17-18. Como exemplo de
um homem justo, cujas orações tiveram grande efeito, Tiago menciona Elias. O profeta, cujos feitos foram
tão espetaculares, e cuja "morte" foi tão extraordinária, era uma das
mais populares figuras entre os judeus. Ele era exaltado por seus
milagres poderosos e denúncias proféticas do pecado. Entretanto, acima de tudo,
ele era esperado como o ajudador em tempos de necessidade, cuja vinda iria
preparar o caminho para a era messiânica (Ml 4.5-6; Eclesiástico 48.1-10; Mc
9.12; Lc 1.17). Contudo, o que interessa a Tiago não são os dotes proféticos
especiais de Elias ou seu lugar único na história, mas o fato de que, embora sendo homem semelhante a
nós, sua oração teve grande eficácia. Tiago enfatiza o fervor da oração
de Elias, ao usar uma construção "cognata" de influência semítica:
literalmente "em oração, ele orou". Ele deseja que seus leitores reconheçam que este poder da
oração está à disposição de todos que, sinceramente, seguem o Senhor — não
apenas a algumas pessoas.
A situação descrita por
Tiago está registrada em 1 Rs 17-18.
A seca foi proclamada por Deus, através de Elias, como
um meio de punição contra Acabe e Israel, por sua idolatria. Apesar de o Antigo
Testamento não declarar que Elias orou para que ocorresse a seca, 1 Rs 18.42
retrata-o orando pelo fim
dela, e é legítima a inferência de que ele também orou pelo seu começo.

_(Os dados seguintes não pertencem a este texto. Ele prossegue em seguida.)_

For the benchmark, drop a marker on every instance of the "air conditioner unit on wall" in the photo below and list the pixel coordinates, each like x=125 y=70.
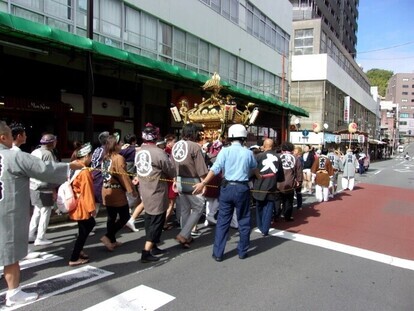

De forma semelhante, provavelmente devamos considerar os três anos e seis
meses, especificados por Tiago (cf. também Lc 4.25), como um número mais exato
dos "três anos" redondos de 1 Rs 18.1. Talvez "três anos e seis
meses" tenha sido sugerido por causa de suas associações simbólicas com um
período de julgamento (Dn 7.25; cf. Ap 11.12; 12.14). Mas, à vista do fato de
que o Antigo Testamento nunca faz uma menção específica da oração de Elias
pedindo a seca, por que Tiago teria escolhido isto como seu exemplo —
particularmente por haver outros exemplos de oração de Elias muito mais
conhecidos (o fogo que consumiu o sacrifício no Monte Carmelo) ou por serem
mais apropriados ao contexto de Tiago (a ressurreição do filho da viúva)? É
possível que Tiago pretenda que vejamos no solo morto que volta à vida uma
analogia da enfermidade do crente que tem sua saúde restaurada (Davids), que
veremos seu comentário na ajuda 2. Por outro lado, existem sinais de uma
tradição que associava a seca com a oração de Elias (Eclesiástico 48.2-3; 2
Esdras 7.109), e é provável que Tiago tenha feito esta escolha simplesmente por
se tratar de uma ilustração conhecida.